One of the most painful issues I have to deal with is the longing for a child who is not disabled. This does not mean I don’t love my disabled child because I do, very much. But I’m not sure the wish for a ‘typical child’ will ever leave me, particularly as it’s almost certain that my health will not allow me to have anymore children. Besides, in many ways I do not want another child. I have been there done that, and at a risk of sounding a bit of a martyr, those years were so painful and exhausting that I simply cannot go through it all again. Plus I would need to be open to the chance that, however unlikely, I could give birth to another disabled child, and I would need to accept that. If I’m honest with myself, I could not. It is also unfair to burden a future child with a sick mother and a sibling who requires lifelong 24/7 care. So I have accepted I will not have anymore children. My father’s surname will end with myself and my son, who due to his condition will not have any children of his own.
I have largely reached a point of acceptance, although this road has been agonising and continues to be a struggle. Life has not dealt me an easy hand, by any means. One issue that continues to test me to the limit is seeing ‘typical’ mothers and children; mothers posting their children’s photographs on Facebook, talking about putting up Christmas decorations, children chatting about the presents they want, and so forth.

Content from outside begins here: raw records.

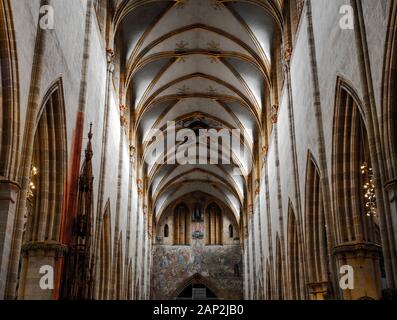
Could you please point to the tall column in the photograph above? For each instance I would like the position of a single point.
(8, 197)
(27, 152)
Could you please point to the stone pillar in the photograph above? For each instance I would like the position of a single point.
(391, 190)
(364, 259)
(319, 290)
(8, 197)
(34, 257)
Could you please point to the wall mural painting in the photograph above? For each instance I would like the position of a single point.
(217, 263)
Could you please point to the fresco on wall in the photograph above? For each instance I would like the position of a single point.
(216, 263)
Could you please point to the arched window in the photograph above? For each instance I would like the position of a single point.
(213, 225)
(166, 231)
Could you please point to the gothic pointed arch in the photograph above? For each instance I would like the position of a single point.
(9, 95)
(295, 268)
(280, 280)
(354, 191)
(45, 197)
(104, 261)
(389, 96)
(77, 271)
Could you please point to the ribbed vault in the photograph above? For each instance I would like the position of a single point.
(202, 64)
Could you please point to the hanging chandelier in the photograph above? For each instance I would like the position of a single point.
(32, 186)
(369, 190)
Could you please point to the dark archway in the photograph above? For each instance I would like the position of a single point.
(197, 288)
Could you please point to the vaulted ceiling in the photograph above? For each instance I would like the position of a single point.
(197, 62)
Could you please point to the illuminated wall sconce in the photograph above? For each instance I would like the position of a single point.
(369, 190)
(32, 186)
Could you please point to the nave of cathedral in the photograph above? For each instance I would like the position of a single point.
(198, 149)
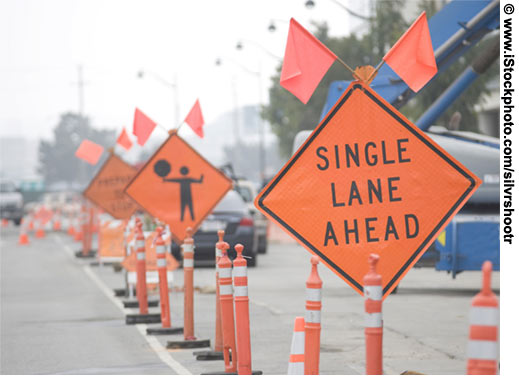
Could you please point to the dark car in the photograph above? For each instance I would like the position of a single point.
(231, 215)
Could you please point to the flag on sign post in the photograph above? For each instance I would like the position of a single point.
(89, 151)
(195, 120)
(412, 57)
(142, 127)
(305, 63)
(124, 140)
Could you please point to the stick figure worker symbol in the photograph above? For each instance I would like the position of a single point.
(162, 168)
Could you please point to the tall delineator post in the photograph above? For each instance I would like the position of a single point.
(241, 307)
(160, 249)
(483, 345)
(218, 338)
(373, 318)
(314, 286)
(227, 311)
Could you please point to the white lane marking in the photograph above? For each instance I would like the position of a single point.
(155, 345)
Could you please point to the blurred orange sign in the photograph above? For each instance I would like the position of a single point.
(130, 262)
(178, 186)
(367, 181)
(107, 188)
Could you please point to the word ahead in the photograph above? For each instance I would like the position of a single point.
(367, 181)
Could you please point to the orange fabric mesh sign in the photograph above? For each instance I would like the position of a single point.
(178, 186)
(367, 181)
(111, 239)
(107, 188)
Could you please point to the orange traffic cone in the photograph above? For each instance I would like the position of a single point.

I’m not under any illusions that families are perfect. I know full well that they are not. I appreciate the good times with my child. But I long for the simple, basic aspects of family life; a child excitedly unwrapping the Christmas tinsel, begging me for a mobile phone or ipod while I talk about having a dolly at their age, talking about the nativity, and the rest. My child understands he will get presents but he has no concept of what Christmas is or when it is. He can’t cope in high stress environments and he exhibits challenging behaviour around other children, meaning he has to be kept apart from young members of the family as they are at risk from him. Christmas can therefore be one of the most difficult times of the year. I appreciate the same is true for some parents of non-disabled children, although for very different reasons.

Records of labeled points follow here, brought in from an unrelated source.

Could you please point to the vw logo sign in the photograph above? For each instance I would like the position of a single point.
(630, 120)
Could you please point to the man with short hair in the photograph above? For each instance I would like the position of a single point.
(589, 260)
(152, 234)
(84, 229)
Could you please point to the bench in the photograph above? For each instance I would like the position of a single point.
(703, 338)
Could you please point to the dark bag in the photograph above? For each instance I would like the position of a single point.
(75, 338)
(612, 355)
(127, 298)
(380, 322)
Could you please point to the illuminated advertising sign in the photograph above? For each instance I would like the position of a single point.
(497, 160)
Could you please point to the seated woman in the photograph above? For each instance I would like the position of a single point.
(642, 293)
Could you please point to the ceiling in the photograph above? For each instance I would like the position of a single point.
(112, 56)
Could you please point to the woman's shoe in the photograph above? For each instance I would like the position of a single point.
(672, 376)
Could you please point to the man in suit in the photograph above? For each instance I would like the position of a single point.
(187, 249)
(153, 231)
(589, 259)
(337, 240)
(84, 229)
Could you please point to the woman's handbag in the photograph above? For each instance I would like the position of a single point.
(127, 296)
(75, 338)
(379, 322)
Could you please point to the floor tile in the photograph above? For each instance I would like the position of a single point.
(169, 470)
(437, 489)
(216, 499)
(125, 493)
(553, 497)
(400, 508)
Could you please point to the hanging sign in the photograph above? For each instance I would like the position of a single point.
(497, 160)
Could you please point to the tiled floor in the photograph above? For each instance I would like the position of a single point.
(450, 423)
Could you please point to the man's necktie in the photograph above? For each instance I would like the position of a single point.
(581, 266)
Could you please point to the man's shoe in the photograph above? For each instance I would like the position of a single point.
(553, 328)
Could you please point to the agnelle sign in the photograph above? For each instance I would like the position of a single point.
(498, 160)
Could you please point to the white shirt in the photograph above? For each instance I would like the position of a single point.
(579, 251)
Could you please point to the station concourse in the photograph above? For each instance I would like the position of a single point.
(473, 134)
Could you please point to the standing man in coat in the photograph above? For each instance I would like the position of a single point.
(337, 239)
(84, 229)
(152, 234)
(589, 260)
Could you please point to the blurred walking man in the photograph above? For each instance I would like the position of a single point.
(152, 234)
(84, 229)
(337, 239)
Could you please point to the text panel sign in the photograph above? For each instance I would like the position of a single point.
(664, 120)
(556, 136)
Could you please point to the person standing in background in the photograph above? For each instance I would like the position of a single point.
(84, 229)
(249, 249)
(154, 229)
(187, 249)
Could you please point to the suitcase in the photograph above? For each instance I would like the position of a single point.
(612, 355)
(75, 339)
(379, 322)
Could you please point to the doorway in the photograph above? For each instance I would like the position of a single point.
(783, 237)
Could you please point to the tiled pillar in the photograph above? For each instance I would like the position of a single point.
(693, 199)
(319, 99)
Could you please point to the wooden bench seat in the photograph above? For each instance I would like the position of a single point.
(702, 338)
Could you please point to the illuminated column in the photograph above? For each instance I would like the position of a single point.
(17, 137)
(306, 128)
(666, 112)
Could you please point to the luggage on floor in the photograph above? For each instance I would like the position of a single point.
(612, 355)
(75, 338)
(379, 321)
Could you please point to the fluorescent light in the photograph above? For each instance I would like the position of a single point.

I have a friend from my school days who lives the other side of the country and consequently we don’t meet up very often. She has a daughter who is now 2 years old and starting to understand Christmas. This friend has invited me to a meet up after Christmas along with two other friends from our schooldays who I am not in contact with. I went to a meet up with these people two years ago along with their partners and found it very hard because I could not connect with them and their lives. This year I know I will find it even harder because I envy her; this one friend I had during my horrendous school years now has a lovely husband and a beautiful daughter, good health, job and a nice house in the middle of a rural area…and myself? I don’t consider myself to be worth any more or less than her, but I feel the pain of what I wish I had. Our friendship takes me back to a time when the future was open and my dreams seemed so real.

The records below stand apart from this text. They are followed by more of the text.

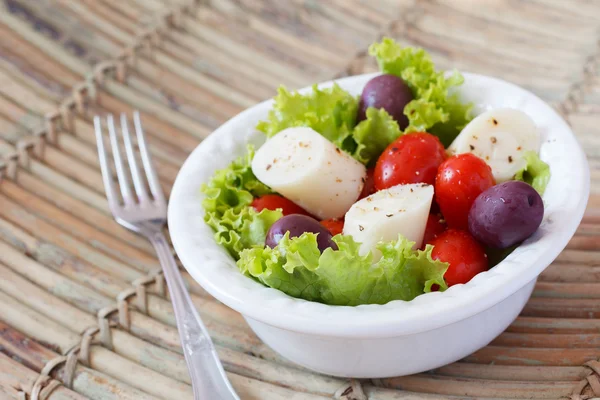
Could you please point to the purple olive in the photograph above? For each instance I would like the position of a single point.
(388, 92)
(506, 214)
(296, 225)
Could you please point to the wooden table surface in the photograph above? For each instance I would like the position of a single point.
(83, 312)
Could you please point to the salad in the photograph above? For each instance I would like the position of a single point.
(385, 196)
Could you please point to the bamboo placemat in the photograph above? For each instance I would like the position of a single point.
(83, 312)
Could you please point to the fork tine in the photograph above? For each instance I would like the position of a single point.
(153, 181)
(104, 166)
(121, 175)
(138, 183)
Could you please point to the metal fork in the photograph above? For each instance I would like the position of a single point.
(145, 213)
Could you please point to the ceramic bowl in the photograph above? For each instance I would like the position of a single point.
(400, 337)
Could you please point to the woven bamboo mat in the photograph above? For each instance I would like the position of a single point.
(83, 312)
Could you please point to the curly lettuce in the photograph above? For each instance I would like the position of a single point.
(435, 108)
(344, 277)
(330, 111)
(227, 200)
(536, 172)
(374, 134)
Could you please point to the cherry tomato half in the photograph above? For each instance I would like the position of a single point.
(465, 256)
(460, 179)
(334, 226)
(412, 158)
(436, 225)
(275, 201)
(369, 187)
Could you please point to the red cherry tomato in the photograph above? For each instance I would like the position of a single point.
(465, 256)
(460, 179)
(275, 201)
(436, 225)
(334, 226)
(412, 158)
(369, 187)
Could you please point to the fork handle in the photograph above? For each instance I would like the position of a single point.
(206, 372)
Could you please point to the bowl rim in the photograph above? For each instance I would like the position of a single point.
(204, 261)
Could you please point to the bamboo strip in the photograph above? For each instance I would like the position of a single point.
(320, 71)
(259, 60)
(531, 356)
(101, 241)
(80, 210)
(136, 14)
(199, 54)
(512, 372)
(570, 273)
(179, 70)
(111, 364)
(340, 17)
(18, 215)
(481, 388)
(579, 290)
(75, 64)
(545, 340)
(126, 23)
(161, 151)
(16, 379)
(331, 56)
(527, 324)
(220, 319)
(152, 109)
(562, 308)
(89, 47)
(160, 360)
(86, 381)
(301, 21)
(579, 257)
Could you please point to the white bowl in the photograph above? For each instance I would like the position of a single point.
(400, 337)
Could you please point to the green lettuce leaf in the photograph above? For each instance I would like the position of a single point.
(374, 134)
(536, 172)
(227, 200)
(435, 108)
(343, 277)
(330, 111)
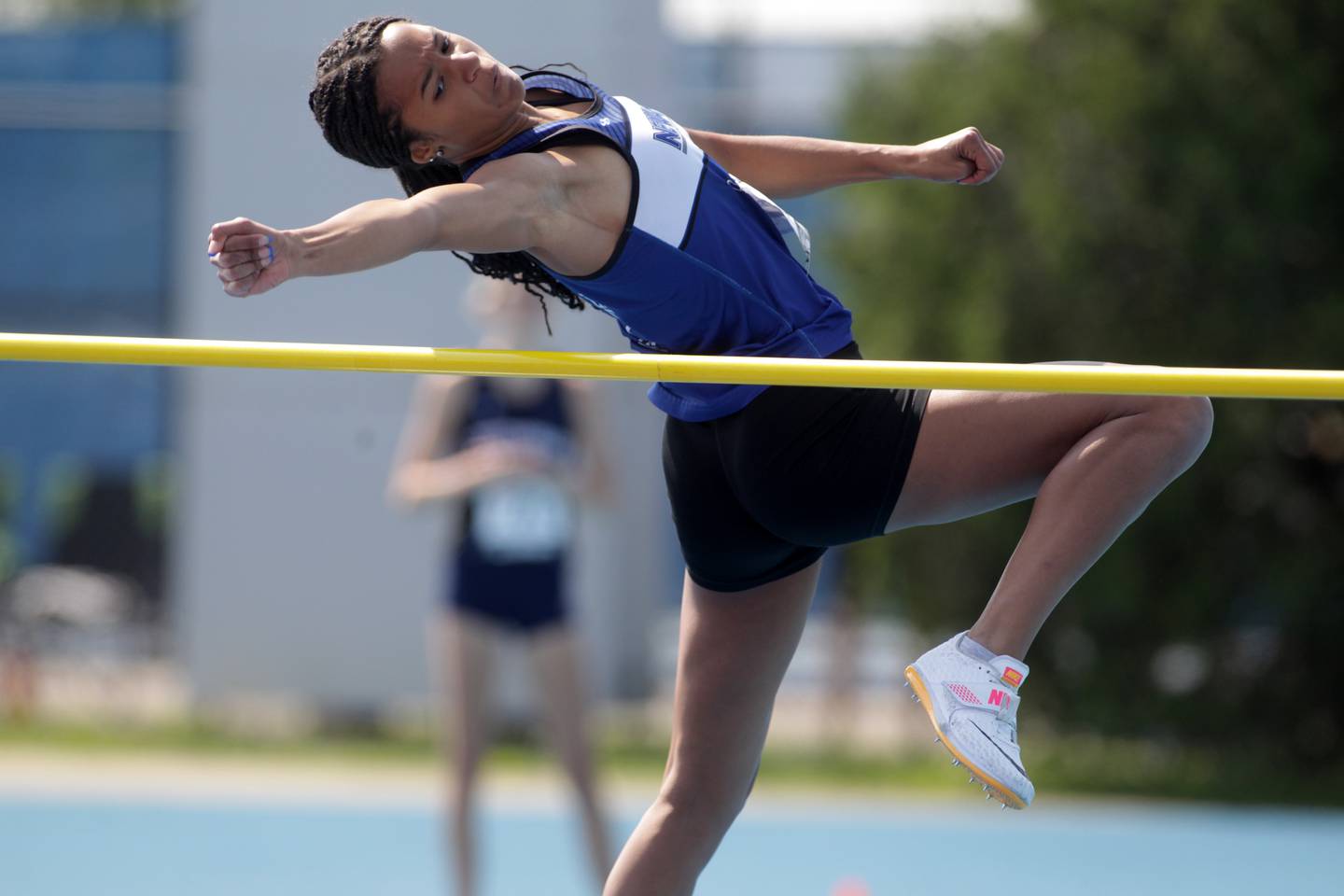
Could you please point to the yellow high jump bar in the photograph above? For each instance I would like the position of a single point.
(679, 369)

The answer is to bless where I am and bless where she is. Easier said than done. I can be very happy for some people and only wish them the best. I don’t want them to suffer or have a difficult life just because that fate has befallen me. I want to be able to bless people for what they have even if I wish I had the same. I know the answer is to be kind to myself and allow myself these feelings of loss and envy because they’re not abnormal or terrible feelings. I used to feel so guilty for not always feeling grateful for the child I’ve got but now I know that most if not all parents of disabled children grieve for the child they didn’t have and find it hard to spend time around ‘typical’ families with their chatty children. Working through such pain with self-compassion is what we need to do.
I still don’t know whether I will go to the meet up with my school friend. I hope that I can. I hope I can hear about her daughter and husband and wish them the best that life can give. Either way, my reaction is a reminder that my heart is hurting and needs the comfort of my Self. I don’t have to dress it up with statements that make it okay because at the moment it doesn’t feel okay. I guess in that way my heart is closed in fear of being reminded of what it has lost and being hurt more. Going down into the core of how I feel, into what is REAL, is the greatest act of love that one can do for self. Maybe then the rest will become clear.
My heart goes out to those of you struggling with the same or similar issues.